Ağırlıklı olarak İstanbul’daki Kürt LGBTİ’lerden müteşekkil Hêvî LGBTİ Derneği, çok mühim bir iş yapıp onları görüşmeye ikna ederek “Mülteci LGBTİ’ler” isimli bir kitap hazırladı. Çoğu Suriye’de başlayan, 12 ağır hikâye anlatılıyor kitapta.

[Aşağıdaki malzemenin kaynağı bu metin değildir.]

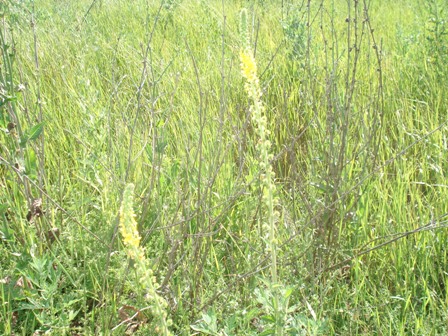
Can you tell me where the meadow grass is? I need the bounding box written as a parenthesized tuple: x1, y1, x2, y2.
(1, 0, 448, 334)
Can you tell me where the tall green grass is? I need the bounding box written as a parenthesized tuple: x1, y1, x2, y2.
(0, 0, 447, 334)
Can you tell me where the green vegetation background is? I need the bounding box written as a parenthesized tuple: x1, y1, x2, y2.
(1, 0, 447, 334)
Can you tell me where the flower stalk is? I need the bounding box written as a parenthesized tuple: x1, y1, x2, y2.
(240, 8, 282, 335)
(119, 183, 172, 335)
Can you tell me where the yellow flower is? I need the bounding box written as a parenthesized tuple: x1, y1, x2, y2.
(118, 183, 172, 335)
(119, 184, 141, 251)
(240, 49, 257, 83)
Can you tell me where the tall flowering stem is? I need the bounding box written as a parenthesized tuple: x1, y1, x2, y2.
(239, 8, 281, 333)
(119, 183, 172, 335)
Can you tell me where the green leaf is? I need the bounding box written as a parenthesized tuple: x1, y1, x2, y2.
(203, 312, 212, 325)
(0, 204, 8, 215)
(25, 148, 37, 179)
(259, 328, 275, 336)
(261, 314, 275, 323)
(27, 122, 45, 141)
(20, 122, 45, 147)
(244, 308, 260, 322)
(284, 287, 294, 299)
(0, 95, 17, 109)
(190, 324, 216, 335)
(19, 135, 27, 148)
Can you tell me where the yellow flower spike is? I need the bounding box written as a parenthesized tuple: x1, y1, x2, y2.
(239, 7, 283, 335)
(119, 184, 141, 250)
(240, 49, 257, 82)
(118, 183, 172, 336)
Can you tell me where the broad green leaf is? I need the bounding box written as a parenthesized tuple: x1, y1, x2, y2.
(203, 312, 212, 325)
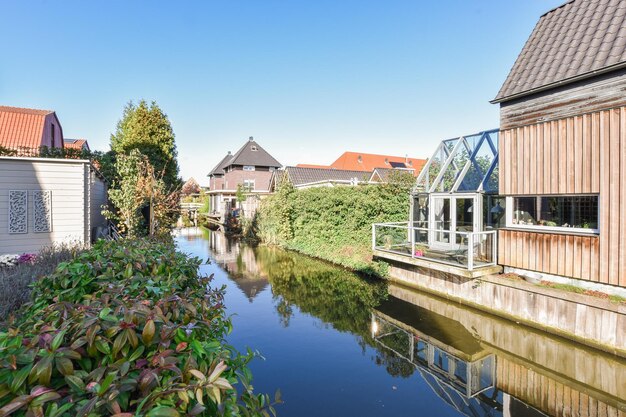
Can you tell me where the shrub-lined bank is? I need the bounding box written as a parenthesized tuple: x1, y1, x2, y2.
(0, 239, 278, 417)
(256, 175, 413, 276)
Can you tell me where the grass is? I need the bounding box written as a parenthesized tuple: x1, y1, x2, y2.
(0, 243, 84, 322)
(539, 281, 626, 304)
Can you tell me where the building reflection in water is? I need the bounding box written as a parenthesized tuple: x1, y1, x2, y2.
(372, 299, 501, 417)
(209, 231, 269, 302)
(372, 287, 626, 417)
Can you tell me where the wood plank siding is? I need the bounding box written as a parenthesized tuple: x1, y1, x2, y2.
(0, 158, 91, 254)
(499, 106, 626, 287)
(499, 230, 599, 281)
(499, 68, 626, 130)
(496, 356, 625, 417)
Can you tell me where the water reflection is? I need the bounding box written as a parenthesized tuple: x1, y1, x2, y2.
(372, 301, 499, 417)
(179, 230, 626, 417)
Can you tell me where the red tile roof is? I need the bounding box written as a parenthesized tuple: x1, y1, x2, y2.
(330, 151, 427, 176)
(64, 138, 89, 150)
(0, 106, 54, 150)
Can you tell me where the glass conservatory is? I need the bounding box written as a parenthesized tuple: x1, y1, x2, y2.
(372, 129, 503, 274)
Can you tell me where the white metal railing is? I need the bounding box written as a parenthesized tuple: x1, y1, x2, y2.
(372, 222, 497, 271)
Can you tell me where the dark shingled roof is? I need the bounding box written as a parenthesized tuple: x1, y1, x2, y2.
(285, 166, 371, 186)
(228, 137, 281, 168)
(207, 151, 232, 176)
(207, 137, 281, 177)
(493, 0, 626, 103)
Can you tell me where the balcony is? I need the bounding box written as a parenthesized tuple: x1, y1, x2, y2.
(372, 222, 501, 278)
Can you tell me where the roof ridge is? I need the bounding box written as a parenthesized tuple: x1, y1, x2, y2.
(0, 105, 54, 115)
(540, 0, 577, 17)
(286, 166, 369, 173)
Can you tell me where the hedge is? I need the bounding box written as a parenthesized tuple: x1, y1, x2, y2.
(256, 174, 413, 276)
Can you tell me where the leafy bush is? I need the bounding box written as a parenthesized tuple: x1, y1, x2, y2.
(257, 178, 412, 276)
(0, 239, 278, 417)
(0, 244, 83, 322)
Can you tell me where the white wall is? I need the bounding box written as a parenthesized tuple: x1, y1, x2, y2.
(0, 157, 90, 254)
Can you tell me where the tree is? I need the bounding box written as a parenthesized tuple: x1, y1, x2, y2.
(110, 100, 181, 189)
(103, 150, 179, 237)
(181, 177, 201, 196)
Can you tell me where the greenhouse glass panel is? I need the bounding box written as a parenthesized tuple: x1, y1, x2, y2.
(414, 129, 499, 194)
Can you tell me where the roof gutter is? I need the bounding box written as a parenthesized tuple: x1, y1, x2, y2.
(490, 61, 626, 104)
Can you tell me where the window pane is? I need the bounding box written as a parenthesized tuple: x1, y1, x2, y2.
(512, 195, 598, 230)
(513, 197, 537, 225)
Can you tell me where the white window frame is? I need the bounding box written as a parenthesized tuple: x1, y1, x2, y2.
(243, 165, 255, 171)
(505, 195, 599, 234)
(243, 179, 255, 191)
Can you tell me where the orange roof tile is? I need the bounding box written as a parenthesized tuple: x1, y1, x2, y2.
(330, 151, 427, 176)
(64, 138, 89, 150)
(0, 106, 53, 150)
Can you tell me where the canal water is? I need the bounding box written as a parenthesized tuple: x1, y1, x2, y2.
(175, 228, 626, 417)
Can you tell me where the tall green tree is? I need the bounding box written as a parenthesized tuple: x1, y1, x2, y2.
(110, 100, 181, 189)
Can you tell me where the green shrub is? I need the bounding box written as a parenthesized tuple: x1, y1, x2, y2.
(0, 239, 279, 417)
(257, 179, 412, 276)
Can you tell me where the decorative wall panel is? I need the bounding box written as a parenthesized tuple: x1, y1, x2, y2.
(33, 190, 52, 233)
(8, 190, 27, 234)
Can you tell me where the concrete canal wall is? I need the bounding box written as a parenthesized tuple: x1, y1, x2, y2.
(388, 284, 626, 415)
(383, 260, 626, 358)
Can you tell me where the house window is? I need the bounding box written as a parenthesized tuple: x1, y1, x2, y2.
(243, 165, 255, 171)
(243, 179, 255, 191)
(51, 124, 55, 147)
(506, 195, 598, 233)
(251, 146, 258, 151)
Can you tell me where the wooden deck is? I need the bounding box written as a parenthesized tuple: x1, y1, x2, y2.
(373, 249, 502, 279)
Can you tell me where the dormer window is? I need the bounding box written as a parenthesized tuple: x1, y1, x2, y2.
(251, 146, 258, 151)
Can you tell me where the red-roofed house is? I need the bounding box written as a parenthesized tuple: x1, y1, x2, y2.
(0, 106, 64, 153)
(63, 138, 90, 151)
(330, 152, 426, 176)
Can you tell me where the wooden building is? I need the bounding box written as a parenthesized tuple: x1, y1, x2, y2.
(0, 156, 107, 254)
(492, 0, 626, 288)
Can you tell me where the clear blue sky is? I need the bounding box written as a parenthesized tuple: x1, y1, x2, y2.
(1, 0, 563, 185)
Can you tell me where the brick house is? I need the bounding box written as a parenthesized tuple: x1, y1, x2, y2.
(207, 137, 281, 219)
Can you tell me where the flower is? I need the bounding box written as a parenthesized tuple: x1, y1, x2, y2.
(17, 253, 37, 264)
(182, 322, 197, 336)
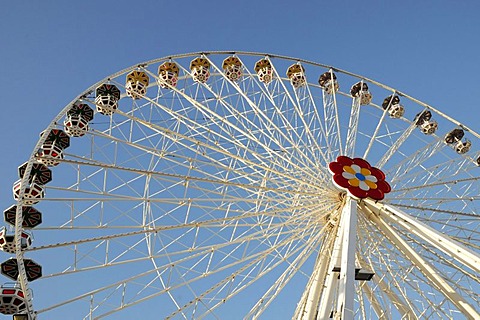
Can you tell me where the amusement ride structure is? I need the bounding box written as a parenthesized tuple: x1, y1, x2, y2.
(0, 52, 479, 319)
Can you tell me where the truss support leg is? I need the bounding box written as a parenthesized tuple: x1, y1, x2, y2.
(360, 201, 480, 319)
(335, 197, 357, 320)
(315, 196, 357, 320)
(363, 199, 480, 274)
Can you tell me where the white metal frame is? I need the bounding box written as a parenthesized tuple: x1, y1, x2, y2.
(298, 197, 358, 320)
(360, 200, 480, 318)
(9, 51, 480, 319)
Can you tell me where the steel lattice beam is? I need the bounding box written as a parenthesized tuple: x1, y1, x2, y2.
(360, 201, 480, 318)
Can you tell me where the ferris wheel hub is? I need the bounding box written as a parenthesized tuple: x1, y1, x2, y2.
(329, 156, 391, 201)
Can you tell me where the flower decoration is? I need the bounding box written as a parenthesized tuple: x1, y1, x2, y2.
(329, 156, 391, 200)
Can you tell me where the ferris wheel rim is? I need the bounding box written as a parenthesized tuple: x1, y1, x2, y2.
(16, 50, 479, 141)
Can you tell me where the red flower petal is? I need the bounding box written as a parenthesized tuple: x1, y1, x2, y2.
(370, 167, 386, 180)
(376, 180, 391, 193)
(329, 162, 344, 174)
(336, 156, 354, 166)
(367, 188, 384, 200)
(333, 174, 350, 188)
(352, 158, 371, 170)
(348, 186, 368, 199)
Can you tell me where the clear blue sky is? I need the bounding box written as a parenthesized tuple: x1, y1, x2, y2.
(0, 0, 479, 318)
(1, 0, 479, 192)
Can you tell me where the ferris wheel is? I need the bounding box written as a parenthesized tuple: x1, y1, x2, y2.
(0, 51, 479, 319)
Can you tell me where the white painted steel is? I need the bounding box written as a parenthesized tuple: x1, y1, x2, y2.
(360, 202, 480, 319)
(335, 197, 357, 320)
(364, 199, 480, 274)
(8, 52, 480, 319)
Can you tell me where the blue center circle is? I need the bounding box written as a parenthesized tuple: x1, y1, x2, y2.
(355, 173, 366, 181)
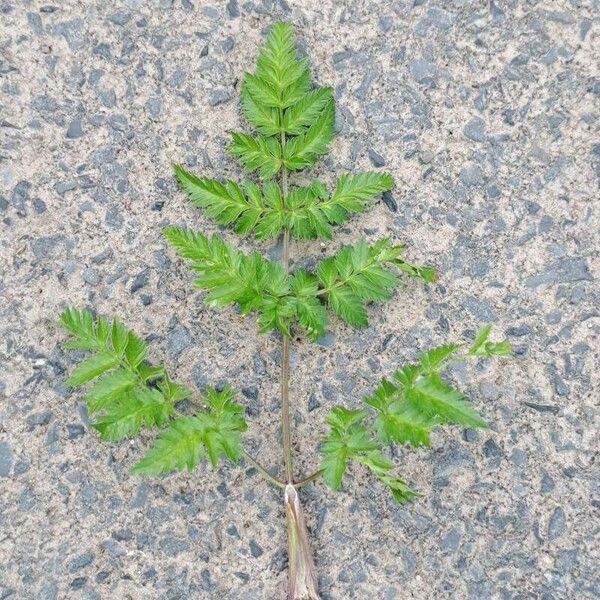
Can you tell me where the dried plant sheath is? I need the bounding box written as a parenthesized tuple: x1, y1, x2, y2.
(285, 485, 320, 600)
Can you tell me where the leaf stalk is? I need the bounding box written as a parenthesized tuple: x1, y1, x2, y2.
(243, 450, 286, 488)
(294, 470, 323, 488)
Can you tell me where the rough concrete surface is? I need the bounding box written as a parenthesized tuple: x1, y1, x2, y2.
(1, 1, 599, 599)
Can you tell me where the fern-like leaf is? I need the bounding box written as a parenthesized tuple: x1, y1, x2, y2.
(283, 100, 335, 170)
(173, 164, 265, 232)
(316, 238, 435, 327)
(368, 332, 513, 438)
(254, 181, 285, 238)
(163, 226, 248, 306)
(241, 74, 281, 134)
(59, 309, 247, 474)
(229, 132, 282, 178)
(83, 368, 138, 413)
(319, 328, 511, 500)
(164, 226, 290, 311)
(319, 407, 415, 502)
(59, 308, 190, 441)
(132, 385, 247, 474)
(131, 416, 205, 475)
(93, 388, 173, 442)
(320, 172, 394, 223)
(164, 226, 326, 337)
(283, 87, 333, 135)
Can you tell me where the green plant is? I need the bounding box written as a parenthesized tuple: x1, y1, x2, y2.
(57, 23, 511, 599)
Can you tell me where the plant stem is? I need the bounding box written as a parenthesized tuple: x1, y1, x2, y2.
(243, 450, 286, 488)
(293, 470, 323, 488)
(280, 126, 294, 485)
(281, 236, 293, 484)
(280, 121, 320, 600)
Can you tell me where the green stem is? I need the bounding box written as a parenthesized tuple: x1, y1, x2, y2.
(280, 122, 294, 484)
(293, 469, 323, 488)
(243, 450, 286, 489)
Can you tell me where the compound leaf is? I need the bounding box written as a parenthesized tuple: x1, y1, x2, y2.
(326, 406, 368, 432)
(193, 385, 247, 466)
(322, 172, 394, 222)
(283, 100, 335, 170)
(241, 74, 281, 135)
(392, 260, 438, 284)
(163, 227, 248, 308)
(283, 86, 333, 135)
(59, 310, 245, 476)
(320, 436, 348, 490)
(83, 368, 138, 413)
(320, 328, 511, 499)
(93, 388, 173, 442)
(316, 239, 433, 327)
(132, 416, 205, 475)
(229, 132, 282, 178)
(406, 373, 487, 428)
(66, 352, 119, 387)
(164, 226, 328, 339)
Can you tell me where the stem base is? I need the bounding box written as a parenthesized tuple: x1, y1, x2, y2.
(285, 484, 320, 600)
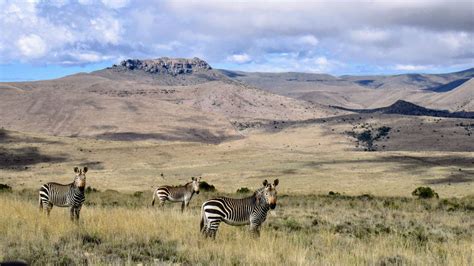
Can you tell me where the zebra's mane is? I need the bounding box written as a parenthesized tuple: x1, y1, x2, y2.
(168, 181, 192, 188)
(252, 186, 266, 197)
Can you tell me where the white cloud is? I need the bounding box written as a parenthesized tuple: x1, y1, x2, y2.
(0, 0, 472, 73)
(227, 53, 252, 64)
(17, 34, 47, 58)
(350, 28, 390, 43)
(297, 35, 319, 46)
(101, 0, 130, 9)
(89, 17, 121, 45)
(394, 64, 430, 71)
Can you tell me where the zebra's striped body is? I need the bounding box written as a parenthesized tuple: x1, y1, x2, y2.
(152, 177, 200, 212)
(201, 179, 279, 238)
(39, 167, 88, 221)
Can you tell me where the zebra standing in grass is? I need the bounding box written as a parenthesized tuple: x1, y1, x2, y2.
(200, 179, 279, 238)
(152, 177, 201, 212)
(39, 167, 88, 221)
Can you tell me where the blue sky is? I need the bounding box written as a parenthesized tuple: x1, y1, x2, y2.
(1, 0, 473, 81)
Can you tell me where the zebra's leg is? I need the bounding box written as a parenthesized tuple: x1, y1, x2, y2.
(70, 207, 75, 221)
(45, 203, 53, 216)
(208, 220, 221, 239)
(74, 207, 81, 221)
(249, 223, 261, 238)
(181, 201, 185, 212)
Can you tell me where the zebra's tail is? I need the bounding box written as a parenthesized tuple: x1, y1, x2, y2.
(200, 205, 206, 233)
(151, 190, 156, 206)
(38, 191, 43, 211)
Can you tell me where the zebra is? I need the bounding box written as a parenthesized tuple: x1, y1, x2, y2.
(200, 179, 279, 238)
(151, 176, 201, 212)
(39, 167, 88, 221)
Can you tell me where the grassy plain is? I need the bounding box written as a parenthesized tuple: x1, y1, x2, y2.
(1, 190, 472, 265)
(0, 115, 473, 264)
(1, 115, 473, 197)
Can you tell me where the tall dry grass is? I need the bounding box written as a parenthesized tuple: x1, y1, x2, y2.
(1, 191, 472, 265)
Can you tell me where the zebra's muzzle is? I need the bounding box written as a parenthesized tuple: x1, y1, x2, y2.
(269, 203, 276, 209)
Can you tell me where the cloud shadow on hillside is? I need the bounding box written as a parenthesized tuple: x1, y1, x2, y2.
(96, 128, 243, 144)
(302, 154, 474, 183)
(0, 147, 68, 170)
(0, 129, 63, 145)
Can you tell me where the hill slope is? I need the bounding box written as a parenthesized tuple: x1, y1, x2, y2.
(221, 68, 474, 111)
(0, 58, 342, 142)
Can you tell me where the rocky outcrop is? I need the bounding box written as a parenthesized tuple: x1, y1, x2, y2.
(114, 57, 212, 75)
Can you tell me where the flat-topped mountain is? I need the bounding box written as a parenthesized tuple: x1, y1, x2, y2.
(94, 57, 228, 86)
(115, 57, 212, 75)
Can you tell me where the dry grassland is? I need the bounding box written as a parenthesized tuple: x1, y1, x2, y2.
(1, 191, 472, 265)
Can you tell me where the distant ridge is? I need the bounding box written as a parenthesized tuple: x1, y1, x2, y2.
(113, 57, 212, 75)
(332, 100, 474, 119)
(93, 57, 230, 86)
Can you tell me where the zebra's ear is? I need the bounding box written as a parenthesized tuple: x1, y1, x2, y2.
(273, 179, 279, 187)
(74, 167, 79, 173)
(83, 167, 88, 173)
(262, 179, 268, 186)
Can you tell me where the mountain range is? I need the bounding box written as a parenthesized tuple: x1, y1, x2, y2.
(221, 68, 474, 112)
(0, 57, 472, 142)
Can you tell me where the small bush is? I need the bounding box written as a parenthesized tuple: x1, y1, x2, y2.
(81, 233, 102, 246)
(85, 186, 99, 194)
(357, 194, 374, 201)
(282, 218, 302, 232)
(199, 181, 216, 192)
(0, 183, 12, 192)
(328, 191, 341, 196)
(377, 255, 407, 266)
(133, 191, 144, 197)
(236, 187, 251, 194)
(412, 187, 439, 199)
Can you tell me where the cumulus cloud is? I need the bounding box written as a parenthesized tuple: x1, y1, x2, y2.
(394, 64, 430, 71)
(227, 53, 252, 64)
(0, 0, 472, 73)
(17, 34, 47, 58)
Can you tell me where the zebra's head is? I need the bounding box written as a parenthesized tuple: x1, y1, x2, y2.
(257, 179, 279, 209)
(191, 176, 201, 194)
(73, 167, 88, 188)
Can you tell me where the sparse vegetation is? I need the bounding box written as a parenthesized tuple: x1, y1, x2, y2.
(0, 183, 12, 192)
(412, 186, 439, 199)
(85, 186, 99, 194)
(236, 187, 251, 194)
(1, 191, 471, 264)
(199, 181, 216, 192)
(347, 124, 392, 151)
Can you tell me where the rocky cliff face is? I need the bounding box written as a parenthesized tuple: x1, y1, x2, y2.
(115, 57, 212, 75)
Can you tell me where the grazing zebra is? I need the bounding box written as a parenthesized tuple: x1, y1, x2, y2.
(200, 179, 279, 238)
(151, 177, 201, 212)
(39, 167, 88, 221)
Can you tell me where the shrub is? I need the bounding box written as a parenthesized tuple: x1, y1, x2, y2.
(199, 181, 216, 192)
(347, 125, 391, 151)
(412, 187, 439, 199)
(328, 191, 341, 196)
(85, 186, 99, 194)
(236, 187, 251, 194)
(0, 183, 12, 192)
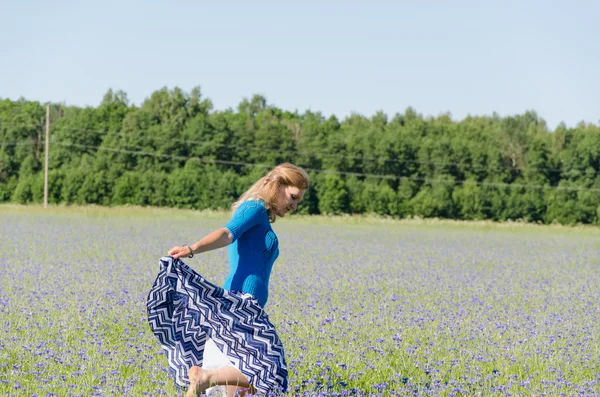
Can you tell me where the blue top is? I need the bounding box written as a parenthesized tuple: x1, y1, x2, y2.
(223, 200, 279, 307)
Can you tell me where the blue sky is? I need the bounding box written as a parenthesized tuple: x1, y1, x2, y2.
(1, 0, 598, 130)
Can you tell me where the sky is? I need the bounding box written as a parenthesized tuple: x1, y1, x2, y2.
(1, 0, 598, 130)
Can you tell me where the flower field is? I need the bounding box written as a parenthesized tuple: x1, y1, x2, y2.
(1, 206, 599, 396)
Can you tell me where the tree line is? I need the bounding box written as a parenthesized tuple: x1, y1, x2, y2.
(1, 87, 599, 225)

Halepli Rüzgar savaşla birlikte değişen hayatlarını anlatıyor; ellerinde ne varsa satışlarını, evlerinin bombalanışını, çok âşık olduğu sevgilisinin 2012’de bir patlamada ölümünü, o an yıkılışını... Türkiye’ye geldikten sonrası günlük 30 Lira’ya inşaat işçiliği, bir lokantada yemek yerken hem Suriyeli hem eşcinsel oluşu üzerinden alay edilişi... Öyle ki o gün çıkan kavgada yanındaki akrabası bıçaklanmış. Yine Halepli travesti Mişa, sırf bu yüzden Türkiye’deyken soranlara Lübnanlı olduğunu söylüyormuş; “Buradakiler Suriyelileri sevmiyor” diyor, “bize sattıkları her şey üç-dört katı...”

Ülkesinde ailesinden yediği dayak yüzünden İranlı Azeri Ramtin’in ağzında diş kalmamıştı ve dahi bir camide tecavüze uğradı. Fakat Türkiye’deki kaderi de yine tecavüz oldu; çalıştığı birçok yerde parasını alamadı. “Hiçbir insan farklı olduğu için bu kadar azap çekmesin” diyor Ramtin. Çalıştığı yerde emeğinin karşılığını vermemek tüm mülteci işçilere reva görülen muamele ama üzerine bir de LGBTİ olmak, suiistimali kat be kat artırıyor. Keza Suriyeli olduğu için şişirilen ev kiraları, LGBTİ’ler için daha da yükseliyor. Kötülük, karşısındakinin çaresizliğiyle büyüyor.

Mısırlı Suma, Arap Baharı heyecanında sonra Sisi’yle başlayan cadı avını, Türkiye’ye uzayan hikâyesinde İstanbul’dan birden Uşak’a yollanışını anlatıyor. Çünkü ikamet edecekleri kentleri kendileri seçemiyorlar. İranlı Martha da bu şekilde Denizli’de yaşıyor. Metropollerin dışındaki kentlere yerleştirilenlerin maruz kaldığı taciz, tecavüz ve şiddet yüzdesinin daha yüksek olduğu bu görüşmelerde kendisini göstermiş zaten. Hastanelerden karakollara kamusal hayata katıldıkları her yer, keyfi uygulamalar kadar dışlanma da demek onlar için. Mecbur bırakıldıkları kayıt dışı sektörlere, yeni tanınan çalışma izni hakkının girmesi mümkün değil. Çaresizlikten seks işçiliğine yönelen LGBTİ’ler var, bunu yapmamaya direnenler de.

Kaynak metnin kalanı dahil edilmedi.